Break-out session: Resilience in a fragile context: focus on the relief provider
This session explores how resilience of humanitarian workers is affected when crises affect their own livelihoods, with two volunteer workers of the Lebanese Red Cross, Hussein Najem and Roger Bafitos, and Mathijs van Leeuwen (Radboud University Nijmegen).
Moderator: Raimond Duijsens (Netherlands Red Cross/IS Academy). Break-out round 1 & 2.
Raimond Duijsens opens the session, and explains the approach to resilience and fragility:
- By looking at resilience we look at the “flip side of fragility”. Instead of emphasizing what does not work, we look at what does work. Resilience should be understood as how people deal with a crisis and how they come out of a crisis.
- The focus is on individuals, not on communities or indeed the state.
- We take a look at those working within a crisis: how does the environment of a fragile setting affect their ability to continue their work and how does it inform their decisions?
Hussein Najem and Roger Bafitos then share their first-hand experience on the work of the Lebanese Red Cross. Mathijs van Leeuwen continues and talks about how framing practices can (mis)shape how organisations respond to crises, giving examples from research on organisations working in DRC.
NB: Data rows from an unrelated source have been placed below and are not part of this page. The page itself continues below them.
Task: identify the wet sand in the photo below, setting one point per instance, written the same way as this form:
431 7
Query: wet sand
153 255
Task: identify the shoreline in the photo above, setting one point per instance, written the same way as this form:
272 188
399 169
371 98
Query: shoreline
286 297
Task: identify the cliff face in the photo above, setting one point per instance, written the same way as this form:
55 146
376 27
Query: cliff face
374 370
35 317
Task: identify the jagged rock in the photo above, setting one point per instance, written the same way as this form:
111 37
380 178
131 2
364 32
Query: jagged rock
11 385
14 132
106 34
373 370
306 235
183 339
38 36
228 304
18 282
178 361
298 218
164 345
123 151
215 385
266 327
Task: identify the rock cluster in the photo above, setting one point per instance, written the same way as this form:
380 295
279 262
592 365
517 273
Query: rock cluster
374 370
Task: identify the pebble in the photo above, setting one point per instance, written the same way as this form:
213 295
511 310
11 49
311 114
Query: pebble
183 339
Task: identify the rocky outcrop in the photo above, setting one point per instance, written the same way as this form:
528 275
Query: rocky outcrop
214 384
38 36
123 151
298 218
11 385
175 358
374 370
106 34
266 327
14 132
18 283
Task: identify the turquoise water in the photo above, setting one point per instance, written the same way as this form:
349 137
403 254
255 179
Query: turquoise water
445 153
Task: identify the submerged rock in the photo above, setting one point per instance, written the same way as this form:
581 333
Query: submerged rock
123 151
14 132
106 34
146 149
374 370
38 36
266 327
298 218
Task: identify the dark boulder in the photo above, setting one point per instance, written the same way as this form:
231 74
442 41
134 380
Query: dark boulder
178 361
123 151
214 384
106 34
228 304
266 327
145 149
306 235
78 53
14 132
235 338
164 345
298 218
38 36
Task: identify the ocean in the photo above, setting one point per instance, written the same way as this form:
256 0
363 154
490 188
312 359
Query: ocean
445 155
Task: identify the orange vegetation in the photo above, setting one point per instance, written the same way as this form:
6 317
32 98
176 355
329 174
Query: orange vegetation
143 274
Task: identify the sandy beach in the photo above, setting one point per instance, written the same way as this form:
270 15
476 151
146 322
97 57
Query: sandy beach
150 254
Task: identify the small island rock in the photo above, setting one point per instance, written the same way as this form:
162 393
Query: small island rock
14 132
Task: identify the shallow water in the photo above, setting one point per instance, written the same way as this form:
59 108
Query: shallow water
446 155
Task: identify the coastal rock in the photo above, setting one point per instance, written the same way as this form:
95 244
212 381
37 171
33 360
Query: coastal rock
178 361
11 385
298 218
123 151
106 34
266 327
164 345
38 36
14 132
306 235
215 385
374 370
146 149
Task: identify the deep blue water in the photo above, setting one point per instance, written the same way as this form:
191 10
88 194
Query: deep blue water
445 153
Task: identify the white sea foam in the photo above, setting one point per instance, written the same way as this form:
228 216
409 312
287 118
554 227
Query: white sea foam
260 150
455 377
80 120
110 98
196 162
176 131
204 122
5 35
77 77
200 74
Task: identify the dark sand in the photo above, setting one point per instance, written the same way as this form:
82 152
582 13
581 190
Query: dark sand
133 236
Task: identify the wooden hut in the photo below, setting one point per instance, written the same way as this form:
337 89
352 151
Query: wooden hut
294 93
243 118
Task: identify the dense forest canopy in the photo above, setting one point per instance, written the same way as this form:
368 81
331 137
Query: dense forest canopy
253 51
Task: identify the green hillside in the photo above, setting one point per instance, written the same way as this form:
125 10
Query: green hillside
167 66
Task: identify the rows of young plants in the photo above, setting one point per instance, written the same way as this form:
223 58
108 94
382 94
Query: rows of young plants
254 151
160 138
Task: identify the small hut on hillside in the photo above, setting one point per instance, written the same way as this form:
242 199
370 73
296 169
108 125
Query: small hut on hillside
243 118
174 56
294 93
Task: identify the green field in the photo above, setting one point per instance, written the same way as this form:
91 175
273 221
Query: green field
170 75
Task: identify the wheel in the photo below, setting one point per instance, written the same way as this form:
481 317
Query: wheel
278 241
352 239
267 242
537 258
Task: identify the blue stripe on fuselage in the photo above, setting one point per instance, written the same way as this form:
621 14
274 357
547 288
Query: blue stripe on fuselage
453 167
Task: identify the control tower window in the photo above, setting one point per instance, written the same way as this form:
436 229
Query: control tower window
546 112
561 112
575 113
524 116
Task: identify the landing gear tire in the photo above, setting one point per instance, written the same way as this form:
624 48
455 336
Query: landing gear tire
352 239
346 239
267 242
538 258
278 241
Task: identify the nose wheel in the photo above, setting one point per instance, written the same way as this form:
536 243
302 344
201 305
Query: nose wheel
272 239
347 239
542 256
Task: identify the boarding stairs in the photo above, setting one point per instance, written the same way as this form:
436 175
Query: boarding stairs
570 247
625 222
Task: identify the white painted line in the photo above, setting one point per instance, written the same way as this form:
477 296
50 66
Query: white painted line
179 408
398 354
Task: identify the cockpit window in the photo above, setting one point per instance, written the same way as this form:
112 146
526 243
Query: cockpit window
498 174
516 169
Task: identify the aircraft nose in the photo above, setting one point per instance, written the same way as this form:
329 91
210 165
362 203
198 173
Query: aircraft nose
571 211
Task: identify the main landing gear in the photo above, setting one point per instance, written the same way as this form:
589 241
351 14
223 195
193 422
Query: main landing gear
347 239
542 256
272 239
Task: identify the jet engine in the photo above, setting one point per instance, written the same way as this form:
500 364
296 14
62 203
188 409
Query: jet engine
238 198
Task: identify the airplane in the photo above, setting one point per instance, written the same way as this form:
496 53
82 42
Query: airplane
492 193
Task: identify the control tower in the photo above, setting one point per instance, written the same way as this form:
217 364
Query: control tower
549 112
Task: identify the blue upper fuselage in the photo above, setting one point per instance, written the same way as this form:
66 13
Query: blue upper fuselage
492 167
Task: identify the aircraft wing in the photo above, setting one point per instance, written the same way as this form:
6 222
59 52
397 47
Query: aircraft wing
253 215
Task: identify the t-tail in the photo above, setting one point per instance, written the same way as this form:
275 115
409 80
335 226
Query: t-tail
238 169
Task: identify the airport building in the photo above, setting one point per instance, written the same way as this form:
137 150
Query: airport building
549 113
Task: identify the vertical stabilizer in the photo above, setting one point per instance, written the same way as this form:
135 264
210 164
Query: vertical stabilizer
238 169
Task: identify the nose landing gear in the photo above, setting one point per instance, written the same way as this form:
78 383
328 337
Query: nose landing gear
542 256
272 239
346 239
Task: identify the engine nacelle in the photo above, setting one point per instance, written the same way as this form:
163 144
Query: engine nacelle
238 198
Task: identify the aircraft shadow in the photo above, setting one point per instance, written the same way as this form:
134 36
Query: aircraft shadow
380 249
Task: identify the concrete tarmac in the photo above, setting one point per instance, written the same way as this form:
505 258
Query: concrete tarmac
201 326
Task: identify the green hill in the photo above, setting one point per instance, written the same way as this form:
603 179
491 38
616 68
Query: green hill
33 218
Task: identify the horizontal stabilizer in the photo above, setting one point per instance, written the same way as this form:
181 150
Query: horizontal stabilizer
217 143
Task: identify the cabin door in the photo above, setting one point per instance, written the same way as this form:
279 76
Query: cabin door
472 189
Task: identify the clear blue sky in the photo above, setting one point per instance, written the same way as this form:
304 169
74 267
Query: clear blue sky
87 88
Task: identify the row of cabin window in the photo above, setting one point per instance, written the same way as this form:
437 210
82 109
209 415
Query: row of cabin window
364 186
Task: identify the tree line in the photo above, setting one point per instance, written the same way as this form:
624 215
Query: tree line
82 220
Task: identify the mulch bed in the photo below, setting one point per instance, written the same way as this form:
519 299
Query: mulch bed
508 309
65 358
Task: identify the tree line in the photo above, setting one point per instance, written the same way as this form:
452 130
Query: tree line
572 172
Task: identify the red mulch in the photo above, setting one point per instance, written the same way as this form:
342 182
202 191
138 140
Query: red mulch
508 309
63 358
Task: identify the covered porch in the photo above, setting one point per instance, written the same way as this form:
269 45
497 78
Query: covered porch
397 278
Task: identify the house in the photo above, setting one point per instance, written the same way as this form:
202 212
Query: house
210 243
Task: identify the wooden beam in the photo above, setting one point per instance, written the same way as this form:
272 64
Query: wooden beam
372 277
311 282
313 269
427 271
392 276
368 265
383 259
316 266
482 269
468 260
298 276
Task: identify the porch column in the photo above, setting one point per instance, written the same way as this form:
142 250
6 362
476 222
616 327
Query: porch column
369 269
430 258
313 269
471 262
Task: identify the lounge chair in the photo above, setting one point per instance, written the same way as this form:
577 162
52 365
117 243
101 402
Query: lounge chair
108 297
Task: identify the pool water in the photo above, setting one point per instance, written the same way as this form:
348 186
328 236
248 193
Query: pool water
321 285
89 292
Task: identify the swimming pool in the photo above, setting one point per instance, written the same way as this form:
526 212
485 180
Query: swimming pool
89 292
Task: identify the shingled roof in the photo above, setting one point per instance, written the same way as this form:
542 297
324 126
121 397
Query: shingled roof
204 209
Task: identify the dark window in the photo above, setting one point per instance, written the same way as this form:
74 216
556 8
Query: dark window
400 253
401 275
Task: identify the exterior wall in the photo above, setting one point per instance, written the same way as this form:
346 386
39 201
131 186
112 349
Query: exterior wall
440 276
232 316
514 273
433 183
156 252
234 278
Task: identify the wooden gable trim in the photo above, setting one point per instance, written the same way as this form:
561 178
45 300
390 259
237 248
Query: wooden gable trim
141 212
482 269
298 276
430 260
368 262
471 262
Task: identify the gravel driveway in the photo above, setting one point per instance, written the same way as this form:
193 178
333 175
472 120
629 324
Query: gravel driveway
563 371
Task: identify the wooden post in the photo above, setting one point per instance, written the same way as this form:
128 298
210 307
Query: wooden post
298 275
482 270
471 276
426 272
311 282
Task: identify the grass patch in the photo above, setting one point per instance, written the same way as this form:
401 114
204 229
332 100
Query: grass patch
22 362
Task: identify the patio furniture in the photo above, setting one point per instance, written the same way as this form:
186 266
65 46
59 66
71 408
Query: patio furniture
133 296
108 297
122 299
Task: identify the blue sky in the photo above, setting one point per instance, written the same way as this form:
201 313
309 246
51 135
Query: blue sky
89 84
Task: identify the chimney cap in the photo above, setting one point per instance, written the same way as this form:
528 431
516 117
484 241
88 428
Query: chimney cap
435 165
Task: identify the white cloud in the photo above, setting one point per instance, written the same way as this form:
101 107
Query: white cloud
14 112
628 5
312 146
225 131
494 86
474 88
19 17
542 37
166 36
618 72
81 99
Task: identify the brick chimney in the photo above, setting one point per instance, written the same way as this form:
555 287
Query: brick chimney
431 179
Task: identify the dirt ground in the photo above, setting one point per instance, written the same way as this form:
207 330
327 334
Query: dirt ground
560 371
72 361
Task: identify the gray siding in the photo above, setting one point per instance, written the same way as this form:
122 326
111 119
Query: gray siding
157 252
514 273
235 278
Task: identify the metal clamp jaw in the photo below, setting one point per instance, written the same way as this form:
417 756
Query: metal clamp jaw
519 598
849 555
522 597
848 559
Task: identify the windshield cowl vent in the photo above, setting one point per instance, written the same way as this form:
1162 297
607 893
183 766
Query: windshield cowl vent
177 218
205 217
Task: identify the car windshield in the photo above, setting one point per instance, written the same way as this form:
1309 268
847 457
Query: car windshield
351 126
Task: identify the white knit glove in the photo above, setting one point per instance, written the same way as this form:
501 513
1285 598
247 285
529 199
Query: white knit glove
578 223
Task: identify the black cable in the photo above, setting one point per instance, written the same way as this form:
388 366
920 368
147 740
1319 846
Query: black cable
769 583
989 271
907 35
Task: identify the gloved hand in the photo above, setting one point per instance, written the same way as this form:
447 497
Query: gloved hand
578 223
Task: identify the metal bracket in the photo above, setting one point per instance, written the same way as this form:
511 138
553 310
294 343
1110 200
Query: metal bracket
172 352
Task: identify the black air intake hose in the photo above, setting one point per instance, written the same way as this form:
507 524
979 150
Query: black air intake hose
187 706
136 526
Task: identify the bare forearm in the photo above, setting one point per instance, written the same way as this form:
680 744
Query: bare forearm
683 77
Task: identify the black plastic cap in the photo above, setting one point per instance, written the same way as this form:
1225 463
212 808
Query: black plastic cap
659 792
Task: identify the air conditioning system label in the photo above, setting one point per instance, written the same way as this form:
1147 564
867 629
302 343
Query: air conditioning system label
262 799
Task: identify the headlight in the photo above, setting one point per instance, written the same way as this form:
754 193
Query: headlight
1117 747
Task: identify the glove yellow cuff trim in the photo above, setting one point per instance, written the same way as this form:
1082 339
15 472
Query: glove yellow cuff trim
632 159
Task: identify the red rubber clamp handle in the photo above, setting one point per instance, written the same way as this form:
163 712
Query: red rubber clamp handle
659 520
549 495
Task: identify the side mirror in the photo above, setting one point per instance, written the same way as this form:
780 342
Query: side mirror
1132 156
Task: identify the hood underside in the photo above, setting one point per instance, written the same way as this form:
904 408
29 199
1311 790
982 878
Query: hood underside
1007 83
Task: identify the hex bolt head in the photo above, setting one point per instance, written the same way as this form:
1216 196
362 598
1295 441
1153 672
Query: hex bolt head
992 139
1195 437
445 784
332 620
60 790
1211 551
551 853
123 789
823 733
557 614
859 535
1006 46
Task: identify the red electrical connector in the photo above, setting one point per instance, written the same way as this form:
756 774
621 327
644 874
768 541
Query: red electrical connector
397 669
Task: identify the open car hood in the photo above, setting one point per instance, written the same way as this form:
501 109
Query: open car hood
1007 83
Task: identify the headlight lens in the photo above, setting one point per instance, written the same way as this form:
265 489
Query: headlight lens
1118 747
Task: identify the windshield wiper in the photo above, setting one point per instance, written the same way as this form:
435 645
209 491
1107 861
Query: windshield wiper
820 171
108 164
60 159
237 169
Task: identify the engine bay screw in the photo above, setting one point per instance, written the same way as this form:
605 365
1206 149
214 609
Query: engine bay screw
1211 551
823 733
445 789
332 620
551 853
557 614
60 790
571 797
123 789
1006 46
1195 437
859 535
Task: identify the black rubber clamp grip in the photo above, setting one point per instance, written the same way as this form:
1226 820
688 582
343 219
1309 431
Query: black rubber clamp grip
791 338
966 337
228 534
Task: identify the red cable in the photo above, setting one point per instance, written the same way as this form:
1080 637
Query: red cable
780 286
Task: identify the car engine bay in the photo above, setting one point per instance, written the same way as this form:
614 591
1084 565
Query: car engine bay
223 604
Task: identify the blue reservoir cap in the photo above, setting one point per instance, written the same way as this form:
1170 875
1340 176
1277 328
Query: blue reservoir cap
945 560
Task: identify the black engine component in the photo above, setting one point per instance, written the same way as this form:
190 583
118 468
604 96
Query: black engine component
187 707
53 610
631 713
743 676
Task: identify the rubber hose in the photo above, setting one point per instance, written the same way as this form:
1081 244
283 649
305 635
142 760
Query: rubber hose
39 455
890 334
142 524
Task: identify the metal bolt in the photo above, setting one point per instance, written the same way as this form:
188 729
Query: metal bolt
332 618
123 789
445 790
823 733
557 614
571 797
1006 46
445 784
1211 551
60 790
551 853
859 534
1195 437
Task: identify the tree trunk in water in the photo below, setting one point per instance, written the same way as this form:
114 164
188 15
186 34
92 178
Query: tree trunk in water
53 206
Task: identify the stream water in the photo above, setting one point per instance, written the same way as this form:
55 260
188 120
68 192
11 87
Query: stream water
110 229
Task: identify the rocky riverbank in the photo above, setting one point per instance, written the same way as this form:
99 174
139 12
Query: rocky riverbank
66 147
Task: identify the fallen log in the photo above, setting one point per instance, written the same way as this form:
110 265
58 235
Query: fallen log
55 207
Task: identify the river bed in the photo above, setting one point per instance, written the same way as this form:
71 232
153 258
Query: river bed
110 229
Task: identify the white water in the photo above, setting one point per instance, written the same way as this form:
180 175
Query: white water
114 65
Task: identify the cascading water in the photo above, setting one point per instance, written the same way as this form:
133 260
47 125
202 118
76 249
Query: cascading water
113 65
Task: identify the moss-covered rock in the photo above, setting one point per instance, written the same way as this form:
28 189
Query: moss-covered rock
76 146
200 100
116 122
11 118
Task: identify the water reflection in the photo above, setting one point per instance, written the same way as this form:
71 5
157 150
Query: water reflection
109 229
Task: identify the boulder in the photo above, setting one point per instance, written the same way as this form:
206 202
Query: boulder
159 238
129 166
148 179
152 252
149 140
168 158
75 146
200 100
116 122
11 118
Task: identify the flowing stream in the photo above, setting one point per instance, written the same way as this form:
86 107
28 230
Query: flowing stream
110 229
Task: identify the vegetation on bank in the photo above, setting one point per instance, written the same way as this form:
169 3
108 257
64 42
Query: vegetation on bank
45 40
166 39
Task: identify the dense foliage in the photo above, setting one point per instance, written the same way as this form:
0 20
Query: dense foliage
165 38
Based on the experiences of Hussein Najem and Roger Bafitos and the more academic contribution of Matthijs van Leeuwen, the discussion focuses on the “the local narrative”. Participants of the session note that the local narrative of a crisis or conflict and the political realities of people are often different from the conflict at the overarching level. Big differences may not exist on a smaller level. It is argued that we should go to the ground to make a better analysis of what is actually happening. Also, organisations need to become more aware that their backgrounds have effects on the interventions they carry out. This is a challenge for both practitioners and researchers.